CAJ | 학술논문

目的:克隆含tPA中355个氨基酸密码子(1-3和176-527氨基酸)的cDNA序列(tPA355),将其在大肠杆茵融合蛋白表达系统中表达,并在体外复性使其具有激活纤溶酶原的生物活性.方法:采用RT-PCR技术从人黑色素瘤细胞Bowes中克隆出tPA355 cDNA,然后在pET32a(+)BL21(DE3)大肠杆菌表达系统中表达,将表达出的融合蛋白Trx-tPA355(Thioredoxin,Trx)包涵体在体外进行变性、复性和纯化以使其具有激活纤溶酶原的生物活性.结果:测序结果表明本研究克隆的编码tPA中355个氨基酸密码子的cDNA序列与美国专利(公开号:5,587,159)中对应的序列完全一致,将其在pET32a(+)/BL21(DE3)大肠杆菌表达系统中表达可获得稳定表达的融合蛋白Trx-tPA355包涵体,该包涵体占菌体总蛋白的30%左右,此融合蛋白经变性、复性后具有激活纤溶酶原的生物活性.结论:含tPA中355个氨基酸密码子(1-3和176-527氨基酸)的cDNA在大肠杆茵TrX融合蛋白表达系统中可获得稳定表达,表达的融合蛋白产物在体外经变性、复性后具有激活纤溶酶原的生物活性.

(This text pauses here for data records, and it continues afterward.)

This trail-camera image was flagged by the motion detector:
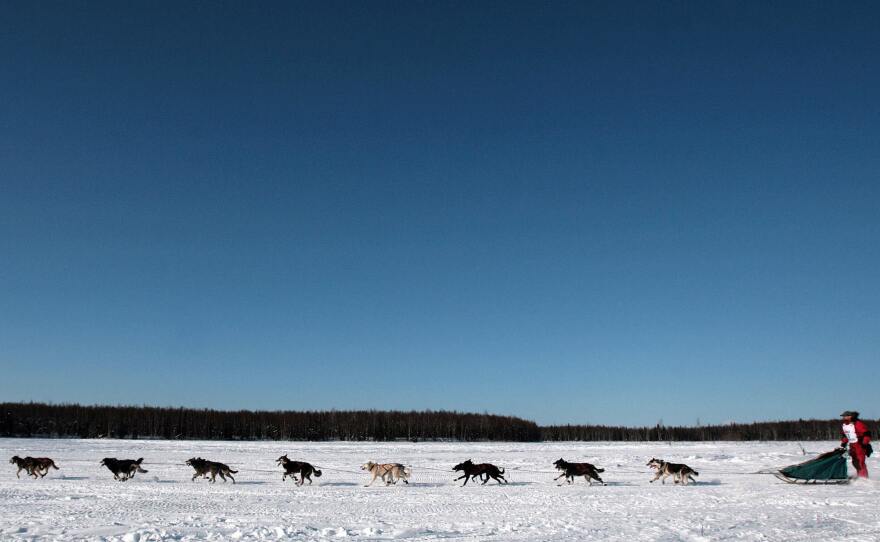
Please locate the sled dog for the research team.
[553,457,605,486]
[9,455,58,478]
[275,454,321,486]
[186,457,238,484]
[101,457,147,482]
[361,461,412,487]
[647,457,700,486]
[452,459,507,487]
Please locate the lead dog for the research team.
[9,455,58,478]
[553,457,605,486]
[101,457,148,482]
[361,461,412,487]
[647,457,700,486]
[452,459,507,487]
[275,454,321,486]
[186,457,238,484]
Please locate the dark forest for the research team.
[0,403,877,442]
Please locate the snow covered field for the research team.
[0,439,880,542]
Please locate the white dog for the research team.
[361,461,412,487]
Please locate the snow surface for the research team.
[0,439,880,542]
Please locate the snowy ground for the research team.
[0,439,880,542]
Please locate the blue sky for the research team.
[0,2,880,430]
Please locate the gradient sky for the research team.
[0,1,880,424]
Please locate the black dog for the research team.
[452,459,507,487]
[553,458,605,486]
[101,457,147,482]
[276,454,321,486]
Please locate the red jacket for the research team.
[840,420,871,446]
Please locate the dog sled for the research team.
[773,448,849,484]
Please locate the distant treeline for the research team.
[0,403,877,442]
[0,403,541,441]
[541,419,877,441]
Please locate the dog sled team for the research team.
[9,410,873,487]
[9,454,697,487]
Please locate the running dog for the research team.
[186,457,238,484]
[553,457,605,486]
[361,461,412,487]
[647,457,700,486]
[101,457,149,482]
[25,457,58,478]
[9,455,37,478]
[452,459,507,487]
[275,454,321,486]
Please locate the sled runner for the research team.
[773,448,849,484]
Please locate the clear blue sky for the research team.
[0,1,880,424]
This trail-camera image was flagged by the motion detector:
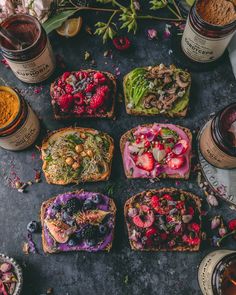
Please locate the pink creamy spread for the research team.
[123,123,191,178]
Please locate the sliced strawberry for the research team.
[73,92,84,106]
[65,84,74,93]
[85,83,95,93]
[167,156,185,170]
[136,152,154,172]
[58,94,73,110]
[90,93,105,109]
[133,205,155,228]
[145,227,157,238]
[61,72,70,82]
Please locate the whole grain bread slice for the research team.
[40,190,116,254]
[50,69,117,120]
[120,123,192,179]
[124,187,202,252]
[41,127,114,185]
[123,67,191,118]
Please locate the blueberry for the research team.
[86,239,97,247]
[27,220,39,233]
[83,199,94,210]
[92,195,102,204]
[99,224,108,236]
[68,238,78,247]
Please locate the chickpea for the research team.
[66,157,74,166]
[75,144,84,154]
[80,151,87,157]
[72,162,80,170]
[87,150,93,158]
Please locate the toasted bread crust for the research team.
[50,69,117,120]
[120,123,192,179]
[123,67,191,118]
[41,127,114,185]
[40,190,116,254]
[124,187,202,252]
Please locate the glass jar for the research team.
[181,0,236,63]
[198,250,236,295]
[0,86,40,151]
[0,14,55,83]
[199,103,236,169]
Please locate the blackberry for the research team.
[81,225,98,240]
[65,198,82,215]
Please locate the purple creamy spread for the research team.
[43,191,115,252]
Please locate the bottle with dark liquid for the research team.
[0,14,55,83]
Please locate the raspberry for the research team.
[58,94,73,110]
[65,84,74,93]
[61,72,70,82]
[90,93,104,109]
[73,92,84,106]
[85,83,95,93]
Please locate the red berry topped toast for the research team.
[124,188,201,251]
[120,123,192,179]
[50,70,116,119]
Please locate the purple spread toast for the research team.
[120,123,192,179]
[124,188,201,251]
[41,190,116,253]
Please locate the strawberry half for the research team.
[167,156,185,170]
[136,152,154,172]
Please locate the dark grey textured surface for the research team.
[0,13,236,295]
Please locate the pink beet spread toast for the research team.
[120,123,192,179]
[50,70,116,119]
[124,188,201,251]
[41,191,116,253]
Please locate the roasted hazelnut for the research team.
[66,157,74,166]
[86,150,93,158]
[75,144,84,154]
[72,162,80,170]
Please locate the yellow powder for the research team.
[0,90,19,128]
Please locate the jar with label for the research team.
[181,0,236,63]
[199,103,236,169]
[0,86,40,151]
[0,14,55,83]
[198,250,236,295]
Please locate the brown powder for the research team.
[197,0,236,26]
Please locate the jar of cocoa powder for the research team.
[0,14,55,83]
[198,249,236,295]
[181,0,236,63]
[199,103,236,169]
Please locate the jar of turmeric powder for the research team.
[0,86,40,151]
[181,0,236,63]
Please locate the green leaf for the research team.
[43,9,77,34]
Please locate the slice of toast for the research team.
[120,123,192,179]
[40,190,116,253]
[41,127,114,185]
[123,64,191,117]
[124,188,202,252]
[50,69,117,120]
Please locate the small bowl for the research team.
[0,253,23,295]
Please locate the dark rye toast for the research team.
[124,188,202,252]
[120,123,192,179]
[123,64,191,117]
[41,127,114,185]
[50,69,117,120]
[40,190,116,253]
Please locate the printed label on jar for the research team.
[181,18,234,63]
[0,105,40,151]
[200,120,236,169]
[6,40,55,83]
[198,250,236,295]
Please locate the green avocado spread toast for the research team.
[123,64,191,117]
[41,127,114,185]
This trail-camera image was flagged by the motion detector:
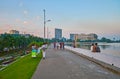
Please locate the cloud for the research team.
[23,10,28,15]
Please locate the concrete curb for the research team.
[66,49,120,75]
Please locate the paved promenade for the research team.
[32,47,120,79]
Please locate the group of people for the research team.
[54,42,64,49]
[91,43,100,52]
[31,43,47,59]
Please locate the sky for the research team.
[0,0,120,39]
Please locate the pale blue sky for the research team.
[0,0,120,39]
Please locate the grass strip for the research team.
[0,53,42,79]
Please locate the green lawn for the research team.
[0,53,42,79]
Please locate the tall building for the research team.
[55,28,62,39]
[70,33,98,40]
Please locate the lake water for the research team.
[66,43,120,57]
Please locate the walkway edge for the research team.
[65,47,120,75]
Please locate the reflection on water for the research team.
[66,42,120,57]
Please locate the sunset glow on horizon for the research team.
[0,0,120,39]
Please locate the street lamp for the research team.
[43,9,51,42]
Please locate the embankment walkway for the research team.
[32,46,120,79]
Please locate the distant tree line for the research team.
[0,33,44,52]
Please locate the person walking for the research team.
[90,43,96,53]
[42,43,47,59]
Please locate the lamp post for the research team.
[43,9,51,42]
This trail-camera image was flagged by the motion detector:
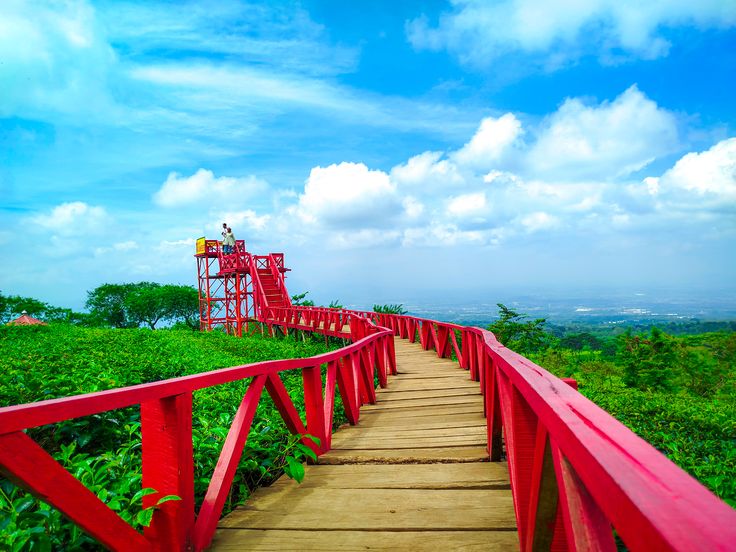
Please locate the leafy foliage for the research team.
[291,291,314,307]
[0,293,84,324]
[0,325,345,550]
[86,282,199,329]
[488,303,553,355]
[618,328,677,391]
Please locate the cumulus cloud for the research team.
[153,169,268,207]
[31,201,108,236]
[406,0,736,69]
[297,162,402,228]
[391,151,463,189]
[527,86,678,180]
[519,211,559,233]
[656,138,736,201]
[453,113,522,171]
[447,192,486,217]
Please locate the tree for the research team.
[87,282,199,329]
[0,293,79,324]
[85,284,138,328]
[162,284,199,328]
[560,332,604,351]
[488,303,554,355]
[617,327,678,391]
[123,282,167,330]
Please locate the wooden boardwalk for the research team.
[212,338,518,551]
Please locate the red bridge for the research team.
[0,240,736,551]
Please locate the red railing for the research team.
[0,308,396,550]
[268,253,291,307]
[362,314,736,551]
[0,304,736,551]
[216,240,251,272]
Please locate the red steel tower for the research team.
[194,238,291,336]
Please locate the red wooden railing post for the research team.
[0,431,153,550]
[302,366,327,454]
[483,355,503,462]
[522,430,567,550]
[337,355,360,425]
[551,444,616,552]
[141,393,194,550]
[194,374,267,550]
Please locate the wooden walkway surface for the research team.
[212,338,518,551]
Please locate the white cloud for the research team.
[221,209,271,232]
[0,0,117,120]
[153,169,268,207]
[391,151,463,189]
[297,162,401,228]
[660,138,736,201]
[407,0,736,69]
[519,211,559,232]
[527,86,678,181]
[447,192,486,217]
[30,201,109,236]
[401,196,424,219]
[453,113,522,171]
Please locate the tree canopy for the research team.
[86,282,199,329]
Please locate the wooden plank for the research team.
[264,462,509,490]
[381,378,480,397]
[346,412,486,435]
[361,393,483,414]
[220,487,516,531]
[213,340,519,551]
[212,529,519,552]
[332,435,486,451]
[334,423,486,442]
[360,403,485,425]
[319,444,488,464]
[378,386,482,404]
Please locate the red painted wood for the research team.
[265,374,307,435]
[322,361,337,451]
[302,366,327,454]
[552,445,616,552]
[484,332,736,550]
[194,375,267,550]
[337,356,360,425]
[483,358,503,462]
[141,393,194,550]
[0,431,154,550]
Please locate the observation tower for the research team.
[194,238,291,336]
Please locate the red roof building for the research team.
[7,311,48,326]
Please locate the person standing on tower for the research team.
[222,226,235,255]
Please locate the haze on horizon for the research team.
[0,0,736,309]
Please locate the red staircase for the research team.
[195,238,291,335]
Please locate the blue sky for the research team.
[0,0,736,308]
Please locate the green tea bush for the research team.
[0,325,345,550]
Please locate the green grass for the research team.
[0,325,345,550]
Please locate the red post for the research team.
[141,393,194,550]
[194,374,267,550]
[302,366,326,454]
[552,444,616,552]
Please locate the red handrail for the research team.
[268,253,291,307]
[0,308,396,550]
[364,313,736,551]
[0,304,736,551]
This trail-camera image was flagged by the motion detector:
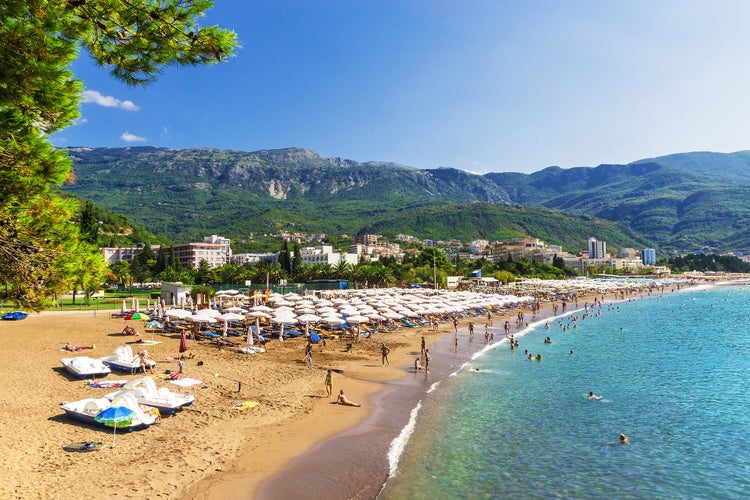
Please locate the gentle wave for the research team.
[388,400,424,478]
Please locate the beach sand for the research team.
[0,311,435,498]
[0,284,688,499]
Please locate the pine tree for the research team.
[0,0,236,309]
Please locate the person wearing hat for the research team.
[133,349,154,375]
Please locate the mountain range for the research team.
[61,147,750,252]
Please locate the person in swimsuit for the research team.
[325,369,333,398]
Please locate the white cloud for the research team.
[81,90,138,111]
[120,132,146,142]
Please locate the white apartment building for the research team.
[299,245,359,266]
[229,252,279,266]
[589,238,607,259]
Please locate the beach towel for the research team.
[171,378,203,387]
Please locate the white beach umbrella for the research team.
[246,311,271,345]
[297,314,320,337]
[216,312,245,321]
[344,314,370,324]
[185,314,216,323]
[271,311,297,342]
[164,309,193,319]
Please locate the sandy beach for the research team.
[0,280,692,499]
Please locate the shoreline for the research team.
[0,280,704,499]
[252,284,711,499]
[256,298,570,500]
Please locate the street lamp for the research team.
[432,251,437,290]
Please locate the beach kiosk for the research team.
[161,282,192,306]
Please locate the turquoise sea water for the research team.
[381,287,750,499]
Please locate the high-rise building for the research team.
[589,238,607,259]
[641,248,656,266]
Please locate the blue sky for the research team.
[52,0,750,173]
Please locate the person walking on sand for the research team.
[304,342,312,368]
[325,368,333,398]
[133,349,154,375]
[380,342,391,366]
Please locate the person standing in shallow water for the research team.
[325,368,333,398]
[380,342,391,366]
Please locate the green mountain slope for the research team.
[362,203,651,252]
[62,147,750,251]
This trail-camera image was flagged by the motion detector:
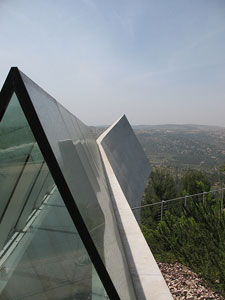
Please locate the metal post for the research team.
[221,189,223,214]
[161,200,165,221]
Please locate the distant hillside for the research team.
[92,124,225,171]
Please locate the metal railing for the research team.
[131,188,225,221]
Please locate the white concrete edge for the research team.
[97,140,173,300]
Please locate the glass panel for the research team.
[0,95,108,300]
[21,73,136,300]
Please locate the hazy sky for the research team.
[0,0,225,126]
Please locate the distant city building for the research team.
[0,68,172,300]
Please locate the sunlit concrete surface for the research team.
[97,121,173,300]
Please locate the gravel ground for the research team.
[158,263,225,300]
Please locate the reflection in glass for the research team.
[0,94,107,300]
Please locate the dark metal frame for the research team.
[0,67,120,300]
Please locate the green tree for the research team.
[183,170,211,195]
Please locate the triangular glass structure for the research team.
[0,93,106,300]
[0,68,136,300]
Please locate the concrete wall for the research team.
[98,115,151,222]
[97,137,173,300]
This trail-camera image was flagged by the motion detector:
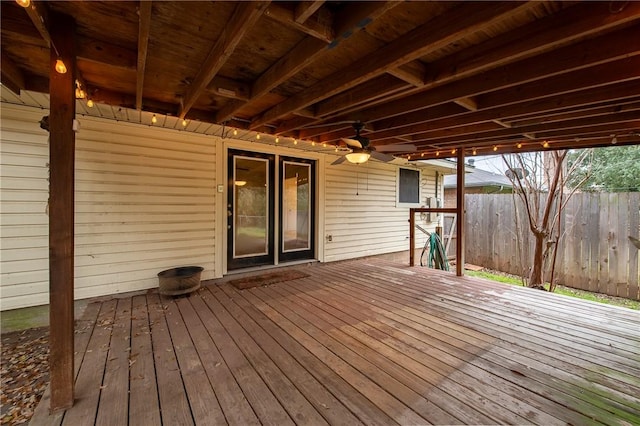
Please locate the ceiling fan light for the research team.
[345,152,371,164]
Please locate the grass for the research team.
[465,271,640,310]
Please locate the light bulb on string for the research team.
[55,58,67,74]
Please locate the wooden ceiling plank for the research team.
[25,1,51,45]
[294,0,324,24]
[77,36,138,70]
[179,1,269,119]
[215,37,327,123]
[350,27,640,126]
[412,110,638,143]
[251,2,525,127]
[425,2,640,87]
[136,0,152,111]
[264,4,334,43]
[368,77,640,140]
[215,2,399,123]
[304,7,640,128]
[207,75,251,102]
[2,49,26,96]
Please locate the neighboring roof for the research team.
[444,169,513,188]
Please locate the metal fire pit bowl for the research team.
[158,266,204,296]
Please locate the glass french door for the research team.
[278,157,315,261]
[227,151,275,269]
[227,150,315,270]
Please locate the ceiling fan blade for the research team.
[370,151,396,163]
[331,155,347,166]
[342,138,363,148]
[376,143,418,152]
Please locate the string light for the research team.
[55,58,67,74]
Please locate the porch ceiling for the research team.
[31,259,640,425]
[1,1,640,159]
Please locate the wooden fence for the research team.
[452,192,640,300]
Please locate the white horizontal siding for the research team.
[321,157,436,262]
[0,105,221,310]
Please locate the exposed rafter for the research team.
[136,0,151,110]
[179,2,269,118]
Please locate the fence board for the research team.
[465,193,640,300]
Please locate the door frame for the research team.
[219,139,324,278]
[225,149,276,270]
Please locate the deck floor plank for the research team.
[249,286,460,424]
[179,295,260,425]
[224,287,392,425]
[165,298,225,424]
[147,294,193,425]
[210,286,368,425]
[210,288,327,425]
[123,295,161,425]
[62,299,117,426]
[285,276,559,424]
[96,297,131,426]
[32,259,640,426]
[196,288,294,425]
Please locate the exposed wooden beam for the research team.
[264,4,334,43]
[412,110,640,144]
[294,0,324,24]
[76,35,138,70]
[179,1,269,119]
[25,1,55,45]
[136,0,152,111]
[426,2,640,83]
[49,13,76,412]
[215,37,327,123]
[388,61,427,87]
[350,27,640,129]
[304,3,640,128]
[252,2,528,127]
[1,50,26,96]
[215,2,398,123]
[207,75,251,100]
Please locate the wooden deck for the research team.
[32,259,640,426]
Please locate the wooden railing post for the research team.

목적:극륭함tPA중355개안기산밀마자(1-3화176-527안기산)적cDNA서렬(tPA355),장기재대장간인융합단백표체계통중표체,병재체외복성사기구유격활섬용매원적생물활성.방법:채용RT-PCR기술종인흑색소류세포Bowes중극륭출tPA355 cDNA,연후재pET32a(+)BL21(DE3)대장간균표체계통중표체,장표체출적융합단백Trx-tPA355(Thioredoxin,Trx)포함체재체외진행변성、복성화순화이사기구유격활섬용매원적생물활성.결과:측서결과표명본연구극륭적편마tPA중355개안기산밀마자적cDNA서렬여미국전리(공개호:5,587,159)중대응적서렬완전일치,장기재pET32a(+)/BL21(DE3)대장간균표체계통중표체가획득은정표체적융합단백Trx-tPA355포함체,해포함체점균체총단백적30%좌우,차융합단백경변성、복성후구유격활섬용매원적생물활성.결론:함tPA중355개안기산밀마자(1-3화176-527안기산)적cDNA재대장간인TrX융합단백표체계통중가획득은정표체,표체적융합단백산물재체외경변성、복성후구유격활섬용매원적생물활성.